Of course you can never be 100% sure when you still have about 30 years of contributing to do before retirement. But the fact that we're even on the right path is extremely encouraging to me. I feel unbelievably more relaxed; I didn't even know how much of a burden it was until the worry was mostly gone.

So what about you? Have you taken a good hard look at your retirement prospects yet? Do you think you need to make any changes to get where you want to be? Add a comment here or post on your own blog if you've got an interesting answer to share.

6 Responses to “Share Your Thoughts: Will you have enough for retirement?”

  1. LittleMsMom Says:

    I was just thinking about this today. I feel I am on target, but I would love to be ahead of the game.

    My two areas I need to address is paying off my mortgage early and funding my Roth IRA. I did not put money in for 2010.

    It is so hard for me to trust retirement calculators because I never know how much I want as income. I want to enjoy my retirement and take vacations but truthfully how much does that cost?

  2. creditcardfree Says:

    I believe we are on track. I remember punching in a retirement calulator and being shocked at the results, too. And I was also conservative with the numbers.

    We have retirement funds approaching $150K and expect to be putting at least 15% of our gross income away for many more years and those will be years of increased earnings. If my husband stays in the army another 13 years to get 20 years of full time active service, well then we get a stream of income for the remainder of his life that is about half of our income. However, we don't know if he will stay in...thus the high savings rate of contributions.

    And I'm not even counting on social security. If that comes to fruition...well then we are very very set for retirement.

  3. Ima saver Says:

    Since my husband has always been self employed. we will not have any kind of pension or sum of money coming in. I was counting on being able to live on the interest that our savings was earning. A few years back, that might have seem possible with savings account paying 5% or more. Now they are paying almost nothing. I am counting on my husband to work as long as he can and hoping the interest rates go back to something decent. I hope we will also sell our house (3200 sq. ft.) and downsize.

  4. baselle Says:

    Probably; I know I stand a better chance than 90% of my friends, neighbors, and co workers. However, inflation is the big wildcard here. Remember that the rule of 72 holds for inflation also - a 3% inflation rate for 24 years means that 80K will spend like 40K.

  5. ceejay74 Says:

    LittleMs: I'm still working on it, but I felt like as a baseline, I enjoy my lifestyle where it is now. So I removed mortgage, debt and other payments I figured would be gone, but left a healthy amount (about 35% I think, but it was just a rough estimate) for property and income taxes. I don't think I'll need much for healthcare since I'll be in the UK, which has universal coverage. You are military, correct? So you shouldn't need to worry about healthcare either.
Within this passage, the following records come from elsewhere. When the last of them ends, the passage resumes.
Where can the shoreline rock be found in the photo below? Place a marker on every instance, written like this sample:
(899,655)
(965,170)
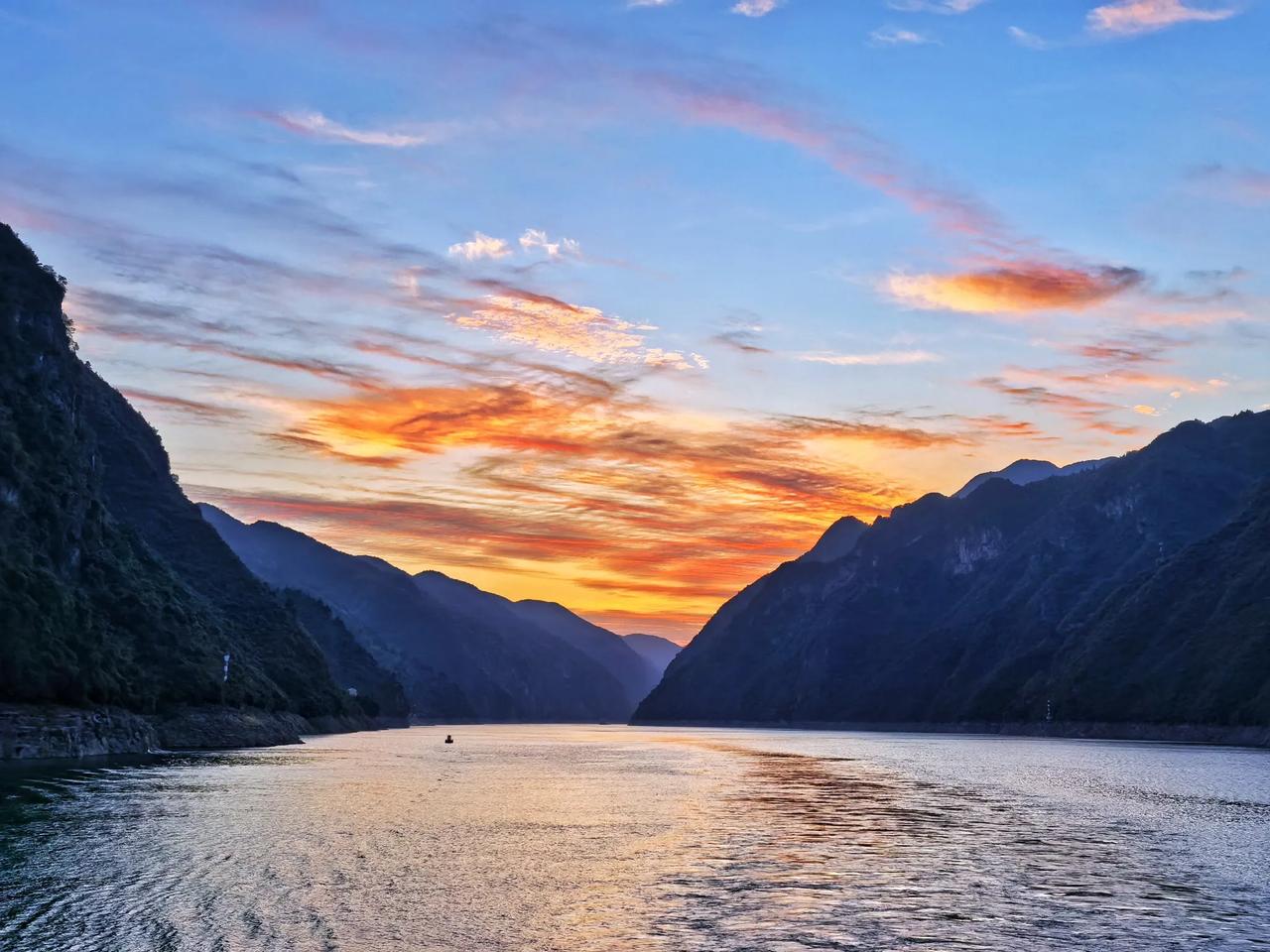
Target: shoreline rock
(54,733)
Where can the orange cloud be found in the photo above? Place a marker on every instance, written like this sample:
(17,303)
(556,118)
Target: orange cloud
(1130,18)
(1016,289)
(553,325)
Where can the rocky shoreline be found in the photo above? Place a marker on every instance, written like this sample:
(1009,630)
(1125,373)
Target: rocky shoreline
(1215,735)
(50,733)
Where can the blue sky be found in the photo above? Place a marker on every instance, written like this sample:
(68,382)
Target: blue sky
(622,303)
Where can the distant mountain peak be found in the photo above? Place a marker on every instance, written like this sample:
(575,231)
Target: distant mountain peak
(837,540)
(1024,471)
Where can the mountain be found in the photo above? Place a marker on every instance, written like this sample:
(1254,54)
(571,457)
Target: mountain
(656,651)
(377,692)
(1024,471)
(602,647)
(114,592)
(837,540)
(619,676)
(1128,592)
(461,653)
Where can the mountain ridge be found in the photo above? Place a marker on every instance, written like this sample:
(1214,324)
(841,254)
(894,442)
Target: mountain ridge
(955,610)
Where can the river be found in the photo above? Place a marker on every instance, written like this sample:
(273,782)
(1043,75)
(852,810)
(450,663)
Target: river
(619,838)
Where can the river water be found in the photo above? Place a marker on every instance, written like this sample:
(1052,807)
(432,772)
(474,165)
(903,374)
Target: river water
(620,838)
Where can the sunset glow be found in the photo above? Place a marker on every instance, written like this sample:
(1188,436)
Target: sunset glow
(624,303)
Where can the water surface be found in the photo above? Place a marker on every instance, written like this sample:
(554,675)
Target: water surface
(617,838)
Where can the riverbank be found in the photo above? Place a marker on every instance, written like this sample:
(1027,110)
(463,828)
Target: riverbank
(51,733)
(1216,735)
    CCF: I didn't include Social Security either. I don't know if it'll be around, and I don't know how much I'll get if I move to UK in 5 years. (I assume the UK, having a socialist government, will provide some sort of equivalent, but I haven't looked into it & wouldn't want to count on that either.)

    Ima: Are you planning to start drawing on the savings themselves when he retires, or is your goal to keep them all and eventually leave an inheritance or charitable gift?

    baselle: I don't quite understand how the calculators work myself; I may have to refresh myself on mathematics and try to come up with my own, to make sure. But supposedly they did adjust for inflation; they were saying I'd be withdrawing $205K or something per year at retirement, because that would be the equivalent of $80K when I retired.

  6. frugaltexan75 Says:

    At 35 I have roughly $25k in retirement funds. Unless I get a w2 job soon, I don't know when I'll be able to start contributing again. So needless to say, I do not feel at all good about retirement prospects.